On May 4 Sawsan Chebli, a German politician of the Social Democratic Party (SPD) and Berlin State Secretary, posted a tweet that was later deleted by Twitter for allegedly violating the platform's new rules regarding election manipulation.

"My father's name was Mohammed. My name is Sawsan Mohammed Chebli. My oldest nephew's name is Mohammed. My niece gave her son her grandfather's name. Shortly: We will make sure that this name never disappears!" wrote Chebli on her Twitter profile. 


Her tweet was expressly directed at the far-right party Alternative for Germany (AfD).

The AfD has called asylum and immigration an "existential threat to European civilization." The party claims that "Islam does not belong to Germany."

Chebli's Tweet included a picture of an AfD election poster featuring a child with a long beard. "Berlin: Is Islamization not happening? Mohammed is now the most popular name," the poster read.

Recently the German newspaper Bild published an article claiming that Mohammed is the most popular name in Berlin


Twitter deleted Chebli's tweet and temporarily locked her account. Chebli appealed against the decision.

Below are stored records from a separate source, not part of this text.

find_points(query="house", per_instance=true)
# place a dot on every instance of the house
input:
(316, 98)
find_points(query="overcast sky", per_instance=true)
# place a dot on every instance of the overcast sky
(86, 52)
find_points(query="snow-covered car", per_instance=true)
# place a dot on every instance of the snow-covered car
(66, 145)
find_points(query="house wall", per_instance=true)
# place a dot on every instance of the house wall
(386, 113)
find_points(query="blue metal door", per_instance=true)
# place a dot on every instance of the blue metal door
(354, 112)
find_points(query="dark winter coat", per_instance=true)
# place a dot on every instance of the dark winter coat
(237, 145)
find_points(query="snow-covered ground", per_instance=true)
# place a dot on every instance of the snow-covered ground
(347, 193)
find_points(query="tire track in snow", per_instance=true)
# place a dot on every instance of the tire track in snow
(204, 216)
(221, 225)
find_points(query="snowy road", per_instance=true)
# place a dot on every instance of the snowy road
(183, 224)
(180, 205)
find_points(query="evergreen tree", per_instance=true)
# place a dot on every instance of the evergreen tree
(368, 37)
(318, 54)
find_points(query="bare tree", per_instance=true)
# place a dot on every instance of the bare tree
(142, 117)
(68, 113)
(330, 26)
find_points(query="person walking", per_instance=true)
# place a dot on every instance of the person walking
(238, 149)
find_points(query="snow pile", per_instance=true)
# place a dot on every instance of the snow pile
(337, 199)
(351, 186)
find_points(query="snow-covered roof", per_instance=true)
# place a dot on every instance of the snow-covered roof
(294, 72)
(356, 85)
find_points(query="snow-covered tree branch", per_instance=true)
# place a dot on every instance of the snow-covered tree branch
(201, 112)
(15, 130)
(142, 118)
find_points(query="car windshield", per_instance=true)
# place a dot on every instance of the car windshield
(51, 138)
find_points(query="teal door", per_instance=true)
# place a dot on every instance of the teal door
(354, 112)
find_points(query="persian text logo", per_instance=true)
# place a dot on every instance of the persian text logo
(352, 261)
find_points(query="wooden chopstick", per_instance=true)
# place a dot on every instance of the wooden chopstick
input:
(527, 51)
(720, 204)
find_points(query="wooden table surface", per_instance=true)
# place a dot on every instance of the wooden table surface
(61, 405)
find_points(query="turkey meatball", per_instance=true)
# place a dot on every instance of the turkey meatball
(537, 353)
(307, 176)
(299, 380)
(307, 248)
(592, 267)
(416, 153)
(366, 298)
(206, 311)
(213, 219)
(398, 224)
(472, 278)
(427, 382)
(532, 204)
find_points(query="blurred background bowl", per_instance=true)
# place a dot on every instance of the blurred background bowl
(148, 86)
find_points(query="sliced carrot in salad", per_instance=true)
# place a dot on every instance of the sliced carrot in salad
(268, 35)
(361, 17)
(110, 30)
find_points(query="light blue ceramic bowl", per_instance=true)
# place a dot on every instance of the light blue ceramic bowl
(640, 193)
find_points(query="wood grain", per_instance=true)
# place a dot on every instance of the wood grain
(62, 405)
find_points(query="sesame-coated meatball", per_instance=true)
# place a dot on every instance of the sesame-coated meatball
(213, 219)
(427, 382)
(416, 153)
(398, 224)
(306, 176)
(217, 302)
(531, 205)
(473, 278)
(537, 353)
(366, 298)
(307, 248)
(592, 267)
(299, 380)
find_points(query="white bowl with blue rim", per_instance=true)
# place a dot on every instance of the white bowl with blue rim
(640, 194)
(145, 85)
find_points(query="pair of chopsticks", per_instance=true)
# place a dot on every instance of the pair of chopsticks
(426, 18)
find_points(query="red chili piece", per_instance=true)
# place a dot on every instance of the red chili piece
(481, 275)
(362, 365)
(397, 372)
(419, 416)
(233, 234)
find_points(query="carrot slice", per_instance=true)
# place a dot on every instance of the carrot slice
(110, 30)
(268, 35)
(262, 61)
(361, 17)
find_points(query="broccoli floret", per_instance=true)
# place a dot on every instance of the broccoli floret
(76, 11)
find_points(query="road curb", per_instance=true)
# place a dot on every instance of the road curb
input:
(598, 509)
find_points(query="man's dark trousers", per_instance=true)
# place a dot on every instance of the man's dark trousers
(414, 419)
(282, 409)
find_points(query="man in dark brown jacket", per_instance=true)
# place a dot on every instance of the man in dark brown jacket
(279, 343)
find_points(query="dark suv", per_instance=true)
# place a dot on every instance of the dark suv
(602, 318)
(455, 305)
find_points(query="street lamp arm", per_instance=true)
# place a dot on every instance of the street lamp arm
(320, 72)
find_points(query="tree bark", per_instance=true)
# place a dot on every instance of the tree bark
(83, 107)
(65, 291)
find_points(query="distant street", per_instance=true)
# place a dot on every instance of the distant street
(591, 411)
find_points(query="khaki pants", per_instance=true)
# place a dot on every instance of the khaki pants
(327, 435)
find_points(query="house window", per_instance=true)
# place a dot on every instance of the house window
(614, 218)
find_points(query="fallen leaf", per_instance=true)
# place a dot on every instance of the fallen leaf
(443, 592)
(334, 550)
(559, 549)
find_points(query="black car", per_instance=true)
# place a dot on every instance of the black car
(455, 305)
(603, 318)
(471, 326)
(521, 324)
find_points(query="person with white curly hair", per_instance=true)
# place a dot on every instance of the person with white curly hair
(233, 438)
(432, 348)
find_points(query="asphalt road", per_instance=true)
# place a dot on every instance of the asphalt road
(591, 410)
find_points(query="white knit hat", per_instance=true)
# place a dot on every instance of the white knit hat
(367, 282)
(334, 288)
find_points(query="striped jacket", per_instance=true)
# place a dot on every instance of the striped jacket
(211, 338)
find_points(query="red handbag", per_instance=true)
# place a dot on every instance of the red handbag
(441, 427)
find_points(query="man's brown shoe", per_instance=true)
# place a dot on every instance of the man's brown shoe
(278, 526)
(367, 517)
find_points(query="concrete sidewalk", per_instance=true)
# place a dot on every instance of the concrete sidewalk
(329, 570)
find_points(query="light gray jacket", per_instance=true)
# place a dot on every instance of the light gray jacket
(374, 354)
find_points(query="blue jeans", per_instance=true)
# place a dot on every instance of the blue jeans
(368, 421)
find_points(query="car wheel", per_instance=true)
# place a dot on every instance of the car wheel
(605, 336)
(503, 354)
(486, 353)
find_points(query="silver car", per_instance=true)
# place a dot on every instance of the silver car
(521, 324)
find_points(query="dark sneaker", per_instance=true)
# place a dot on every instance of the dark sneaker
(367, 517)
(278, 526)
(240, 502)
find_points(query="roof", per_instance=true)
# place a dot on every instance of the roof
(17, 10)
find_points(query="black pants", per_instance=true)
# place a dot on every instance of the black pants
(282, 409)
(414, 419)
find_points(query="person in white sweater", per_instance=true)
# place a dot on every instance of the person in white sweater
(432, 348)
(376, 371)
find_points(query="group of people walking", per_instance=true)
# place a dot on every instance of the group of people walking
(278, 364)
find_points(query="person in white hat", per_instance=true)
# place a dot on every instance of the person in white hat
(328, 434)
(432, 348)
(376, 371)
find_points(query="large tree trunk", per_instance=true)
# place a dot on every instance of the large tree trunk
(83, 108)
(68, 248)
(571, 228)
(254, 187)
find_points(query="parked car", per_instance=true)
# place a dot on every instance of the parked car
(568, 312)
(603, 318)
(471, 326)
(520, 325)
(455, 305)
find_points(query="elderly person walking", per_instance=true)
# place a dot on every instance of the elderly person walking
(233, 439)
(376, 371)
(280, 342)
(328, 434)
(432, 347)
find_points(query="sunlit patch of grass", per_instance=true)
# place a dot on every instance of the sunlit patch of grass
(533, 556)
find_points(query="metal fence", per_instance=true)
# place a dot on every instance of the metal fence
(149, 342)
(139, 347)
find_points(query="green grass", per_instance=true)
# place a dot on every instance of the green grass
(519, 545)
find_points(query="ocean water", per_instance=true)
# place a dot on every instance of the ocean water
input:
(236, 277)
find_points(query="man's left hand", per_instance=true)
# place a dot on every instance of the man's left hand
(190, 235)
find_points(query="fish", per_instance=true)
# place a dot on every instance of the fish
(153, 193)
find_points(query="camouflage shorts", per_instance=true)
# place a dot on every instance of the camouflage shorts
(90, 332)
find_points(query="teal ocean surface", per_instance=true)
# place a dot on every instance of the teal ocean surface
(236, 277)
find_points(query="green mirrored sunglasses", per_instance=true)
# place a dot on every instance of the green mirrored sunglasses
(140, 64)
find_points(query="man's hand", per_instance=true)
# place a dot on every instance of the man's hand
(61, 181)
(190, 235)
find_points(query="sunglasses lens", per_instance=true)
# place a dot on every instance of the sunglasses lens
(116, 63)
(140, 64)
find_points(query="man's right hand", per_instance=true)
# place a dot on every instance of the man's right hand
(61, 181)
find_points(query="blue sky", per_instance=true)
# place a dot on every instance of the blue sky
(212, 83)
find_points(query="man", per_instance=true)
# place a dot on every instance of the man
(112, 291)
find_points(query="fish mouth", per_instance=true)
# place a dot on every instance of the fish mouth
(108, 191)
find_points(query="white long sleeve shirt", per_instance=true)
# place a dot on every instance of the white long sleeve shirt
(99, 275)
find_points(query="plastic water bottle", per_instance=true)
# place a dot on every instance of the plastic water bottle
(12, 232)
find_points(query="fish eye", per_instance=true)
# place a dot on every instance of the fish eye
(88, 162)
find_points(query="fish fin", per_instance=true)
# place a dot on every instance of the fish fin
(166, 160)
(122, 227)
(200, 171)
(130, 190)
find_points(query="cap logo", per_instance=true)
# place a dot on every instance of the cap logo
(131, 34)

Twitter contacted the SPD politician and explained the reason why her account had been locked: "We have come to the conclusion that this tweet violates the Twitter rules, specifically: violation against our rules about the publication of misleading information about elections," Twitter stated.

Chebli told the German news agency dpa: "Like many other people I, too, often report tweets that are racist, hateful or threatening towards me and others. Nothing happens. My tweet violates nothing." She further criticized the use of filters to automatically detect violations of Twitter rules. 

Chebli's appeal seems to have been successful, as her previously deleted tweet is now visible and her account has been reactivated.



"Yeah! I'm back! And people even missed me. You're so sweet! Thanks for your solidarity," Chebli wrote.